Cognitive Behavior Therapy (CBT)

CBT uses the relationship between what we think, feel, and do (i.e., what we experience) to identify helpful and unhelpful ways of being. Significant feelings and thoughts are typically present whenever we are doing anything meaningful to us. We can use CBT in therapy to take advantage of what we know about the way our minds work:

  • Much of the language and meaning of words, phrases, images, memories, and bodily sensations we experience every minute of every day are automatic.
  • These automatic thoughts and feelings increase the efficiency of our brain’s ability to use our past experiences to help us maneuver the world in which we live. Our experience with these automatic responses is often responsible for unhelpful habits of thinking, feeling, and doing.
  • Recognizing the source of these unhelpful experiences (e.g., confusion, irritability, panic, dread, fatigue, misery) can help when deciding how to intentionally respond to what we experience in our life.

Acceptance and Commitment Therapy (ACT)

ACT is a type of CBT that facilitates a way of being based on our values, strengths and abilities. ACT encourages psychological flexibility with our perceptions of past, current, and future experiences and discourages current avoidance of unpleasant emotions and feelings. Practicing ACT results in more freedom to engage in healthier habits of thinking and value-based action. ACT uses a technique called defusion to help us put less attention and effort into unhelpful thoughts, feelings, and actions. Expansion is used to create flexibility (i.e., space, freedom) to shift our attention toward helpful habits of thinking, feeling, and doing. In therapy, we also develop language associated with our values to enrich our repertoire of value-based actions. When we are making decisions to practice value-based actions, we develop habits that are more consistent with how we want to be. Exposure and response prevention (ERP) is a type of CBT helpful in management of anxiety and OCD to specifically target unhelpful avoidance of situations related to thoughts and feelings based on inaccurate language.

Motivational Interviewing

MI was developed in part by clinical psychologists William R. Miller and Stephen Rollnick in response to observations that people can want to change and not want to change health behaviors at the same time. Even though we may not be satisfied with our lives, we have reasons for not changing. MI can help us resolve this ambivalence to change and increase our motivation to be different in our lives. We are the experts at living our own life, but our brain’s ability to maintain status quo can result in us feeling like change is long, hard, and too much. Our unhelpful habits of avoidance and this powerful feeling of being stuck are actually evidence of very healthy brain activity. We want a brain that helps us build confidence in repeating what works. Therapy doesn’t fix people, because people aren’t broke. Motivational Interviewing can help us recognize compassion and autonomy while practicing change. Using CBT, ACT, and MI combined can enhance your motivation and ability to practice living the life you want.

Mindfulness

A definition of mindfulness (Jon Kabat-Zinn) is paying attention to the present moment, on purpose, non-judgmentally. Mindfulness is a skill that helps us practice our ability to return our attention to the present moment. The ability to return our attention to the present moment sharpens our ability to engage in CBT, ACT, and MI in profound ways. In the present moment…
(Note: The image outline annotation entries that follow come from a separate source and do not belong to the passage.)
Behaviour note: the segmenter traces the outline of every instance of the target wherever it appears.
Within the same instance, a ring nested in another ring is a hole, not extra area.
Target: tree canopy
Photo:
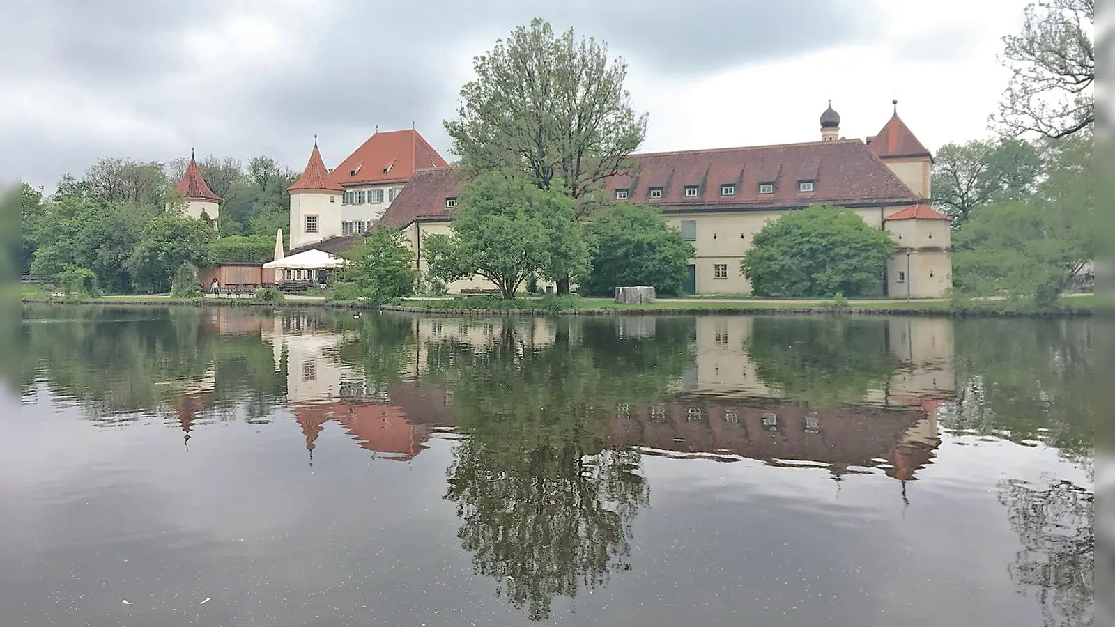
[[[862,296],[882,279],[894,250],[886,233],[854,212],[815,205],[768,221],[740,269],[756,296]]]
[[[961,295],[1019,296],[1051,306],[1094,259],[1098,221],[1089,134],[1048,143],[1049,174],[1022,202],[981,209],[953,240]]]
[[[458,118],[447,120],[453,154],[479,171],[510,167],[539,187],[559,180],[573,197],[618,172],[642,143],[646,114],[623,88],[627,64],[608,47],[556,36],[534,19],[474,59],[476,79],[460,89]]]
[[[504,298],[513,298],[534,274],[579,276],[589,257],[573,200],[504,171],[465,185],[453,235],[427,235],[423,251],[432,278],[449,282],[479,274]]]
[[[1095,0],[1047,0],[1026,8],[1022,30],[1004,38],[1010,83],[991,119],[1007,136],[1065,137],[1092,129]]]
[[[933,157],[933,204],[960,226],[979,206],[1019,201],[1043,173],[1038,148],[1021,139],[946,144]]]
[[[341,281],[352,284],[353,296],[385,305],[415,292],[418,269],[401,231],[376,226],[343,257],[349,264],[340,272]]]
[[[591,269],[581,281],[585,296],[611,296],[617,286],[653,286],[681,291],[694,247],[652,208],[617,203],[586,224]]]

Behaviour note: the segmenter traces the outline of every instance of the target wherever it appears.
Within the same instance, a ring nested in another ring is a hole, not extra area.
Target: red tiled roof
[[[898,102],[894,106],[894,115],[886,122],[883,129],[879,132],[879,135],[867,139],[871,151],[879,155],[879,158],[932,156],[910,131],[910,127],[899,117]]]
[[[409,180],[416,170],[448,166],[434,146],[409,128],[377,132],[333,168],[332,177],[340,185],[390,183]]]
[[[445,199],[457,197],[466,182],[465,174],[455,167],[415,171],[378,224],[401,229],[419,219],[447,220]]]
[[[859,139],[812,142],[739,148],[715,148],[632,155],[636,165],[604,181],[604,192],[663,211],[725,209],[793,209],[809,204],[880,205],[914,201],[914,196],[886,165]],[[813,192],[798,192],[798,183],[813,181]],[[760,194],[760,183],[773,183],[774,193]],[[721,185],[735,194],[721,195]],[[696,196],[686,196],[697,186]],[[662,187],[661,197],[650,197]]]
[[[634,165],[604,181],[604,193],[628,190],[631,202],[665,212],[782,210],[811,204],[886,206],[915,203],[918,197],[860,139],[812,142],[740,148],[714,148],[632,155]],[[798,182],[813,181],[813,192],[798,192]],[[445,199],[456,197],[466,182],[456,168],[415,173],[380,223],[403,228],[418,219],[446,220]],[[759,194],[759,183],[774,183],[774,193]],[[730,196],[720,185],[736,186]],[[697,186],[696,196],[685,189]],[[662,196],[649,191],[662,187]]]
[[[883,220],[947,220],[952,221],[948,215],[938,212],[928,204],[910,205],[901,211],[896,211]]]
[[[182,180],[178,181],[177,190],[180,194],[186,196],[188,200],[221,202],[221,196],[213,193],[213,190],[210,190],[209,185],[205,184],[205,180],[202,179],[202,171],[197,167],[194,155],[190,155],[190,164],[186,165],[186,171],[182,174]]]
[[[334,183],[326,167],[326,162],[321,161],[321,151],[318,143],[313,142],[313,152],[310,153],[310,161],[306,163],[302,175],[294,181],[294,184],[287,187],[288,192],[343,192],[345,187]]]

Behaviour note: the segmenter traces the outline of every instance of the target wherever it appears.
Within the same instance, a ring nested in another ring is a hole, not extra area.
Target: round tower
[[[190,163],[186,171],[182,173],[182,179],[175,187],[176,199],[172,199],[167,205],[175,204],[190,218],[206,218],[216,230],[217,221],[221,218],[221,196],[213,193],[213,190],[202,177],[202,171],[197,167],[197,160],[194,158],[194,149],[190,148]],[[185,200],[185,204],[178,204]]]
[[[321,160],[318,136],[302,175],[290,192],[290,248],[295,249],[341,234],[341,196],[345,187],[333,181]]]
[[[821,141],[832,142],[840,138],[840,114],[833,109],[833,102],[828,100],[828,108],[821,114]]]

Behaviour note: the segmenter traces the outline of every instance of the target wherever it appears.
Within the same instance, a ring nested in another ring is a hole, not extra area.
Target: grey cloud
[[[313,133],[320,135],[326,158],[336,163],[377,124],[392,129],[415,122],[448,157],[440,122],[453,114],[464,80],[458,68],[468,64],[460,56],[484,51],[536,16],[559,31],[573,27],[579,35],[605,40],[640,74],[649,69],[663,79],[862,41],[874,26],[853,0],[601,4],[605,3],[574,0],[540,9],[518,0],[386,6],[336,0],[330,6],[323,0],[316,16],[329,15],[330,20],[297,25],[299,35],[312,42],[299,62],[278,61],[261,71],[235,75],[216,86],[217,109],[197,110],[181,93],[154,85],[188,76],[194,68],[175,48],[178,36],[186,29],[217,26],[227,10],[224,2],[16,0],[12,10],[19,26],[10,37],[0,38],[0,55],[28,60],[0,69],[0,91],[28,89],[30,78],[62,83],[127,103],[139,115],[188,137],[203,153],[242,158],[268,153],[295,168],[304,163]],[[21,54],[28,50],[35,52]],[[640,107],[653,109],[652,103]],[[45,131],[35,141],[33,129],[18,120],[4,122],[2,115],[0,103],[0,142],[20,145],[11,142],[26,139],[28,149],[42,154],[2,154],[0,172],[19,173],[35,184],[49,186],[65,172],[81,172],[90,154],[169,160],[188,147],[142,137],[106,143],[81,134],[48,144]]]

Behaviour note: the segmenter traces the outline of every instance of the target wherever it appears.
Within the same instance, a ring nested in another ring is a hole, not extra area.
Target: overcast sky
[[[442,120],[472,58],[539,16],[609,44],[649,112],[644,151],[849,137],[899,113],[930,148],[987,134],[1026,0],[8,0],[0,179],[50,189],[100,156],[333,166],[380,129]],[[14,19],[10,16],[14,13]]]

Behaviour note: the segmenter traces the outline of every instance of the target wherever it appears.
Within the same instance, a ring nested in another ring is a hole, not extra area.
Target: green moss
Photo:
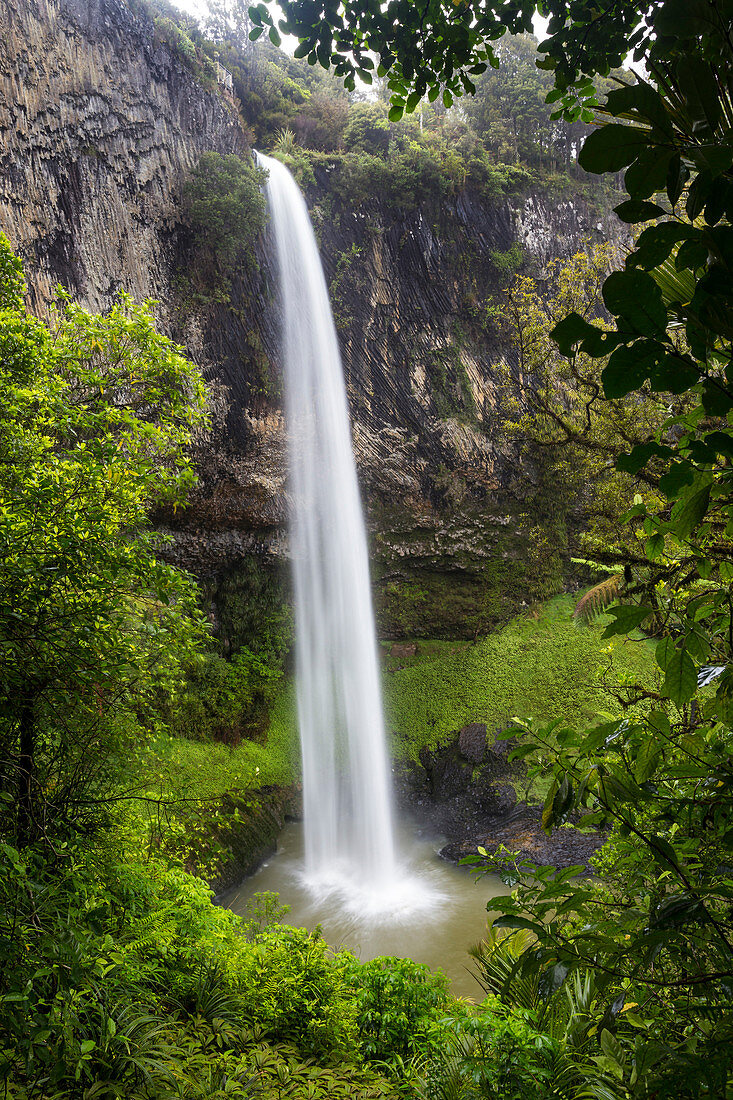
[[[560,585],[553,554],[537,568],[492,558],[450,573],[391,571],[376,583],[378,626],[389,638],[475,638],[506,623],[523,602],[551,596]]]
[[[583,723],[609,707],[609,685],[650,684],[649,644],[641,637],[602,640],[601,626],[577,627],[575,603],[558,597],[497,634],[448,651],[418,644],[411,664],[385,676],[395,756],[416,759],[422,746],[440,744],[469,722],[490,729],[513,716]]]
[[[265,564],[250,554],[223,576],[203,582],[201,588],[225,653],[247,646],[270,659],[282,659],[293,638],[284,566]]]
[[[260,741],[243,740],[229,748],[162,735],[141,747],[131,767],[145,777],[147,793],[169,800],[218,799],[229,791],[292,783],[298,772],[292,689],[281,690]]]

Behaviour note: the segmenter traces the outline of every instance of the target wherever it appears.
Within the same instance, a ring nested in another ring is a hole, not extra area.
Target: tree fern
[[[583,623],[588,626],[594,618],[602,615],[610,604],[619,600],[623,584],[623,573],[611,573],[600,584],[595,584],[592,588],[589,588],[586,595],[576,604],[576,609],[572,613],[576,623]]]

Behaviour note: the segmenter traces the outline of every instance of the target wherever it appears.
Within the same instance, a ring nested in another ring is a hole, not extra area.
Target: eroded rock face
[[[33,308],[57,282],[92,309],[120,287],[169,302],[180,185],[244,150],[233,106],[123,0],[2,0],[0,40],[0,227]]]
[[[197,84],[124,0],[0,0],[0,229],[26,261],[32,307],[45,312],[57,282],[95,310],[119,288],[155,297],[162,328],[211,383],[199,487],[185,512],[157,519],[173,535],[172,560],[208,579],[216,619],[238,570],[287,559],[265,242],[260,270],[239,273],[228,301],[180,292],[190,261],[180,189],[203,152],[247,151],[236,107]],[[335,185],[318,169],[308,201],[343,352],[380,625],[392,637],[482,632],[560,583],[558,554],[534,549],[555,522],[541,464],[503,437],[496,416],[495,257],[518,242],[541,275],[582,237],[609,234],[609,222],[579,198],[536,190],[408,211],[376,196],[343,210]],[[559,547],[562,532],[554,538]]]

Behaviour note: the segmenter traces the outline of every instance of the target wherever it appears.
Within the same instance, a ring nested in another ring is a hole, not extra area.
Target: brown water
[[[494,876],[477,880],[466,868],[440,859],[441,838],[416,835],[403,823],[396,839],[404,877],[386,905],[384,898],[372,904],[371,893],[360,895],[353,884],[307,882],[300,824],[287,825],[277,854],[220,900],[242,913],[252,894],[278,893],[291,906],[287,922],[306,928],[320,924],[331,947],[347,947],[363,961],[396,955],[426,963],[445,970],[457,997],[482,1000],[467,952],[483,935],[486,903],[506,888]]]

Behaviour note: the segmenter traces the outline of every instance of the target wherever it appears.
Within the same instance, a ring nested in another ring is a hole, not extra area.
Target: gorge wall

  • we are better able to recognize accurate and inaccurate language
  • we can practice being with pleasant and unpleasant thoughts and physical sensations
  • we are better able to make decisions and take actions based on our values, strengths, and abilities

Most of the unhelpful habits we experience are based on inaccurate language related to our mind’s ability to attend to thoughts and feelings related to events that happened in the past or might happen in the future. Intentionally shifting our attention back to the present moment (which is always available) helps us to practice using accurate, value-based language so that we can be more consistent with how we want to be in our life.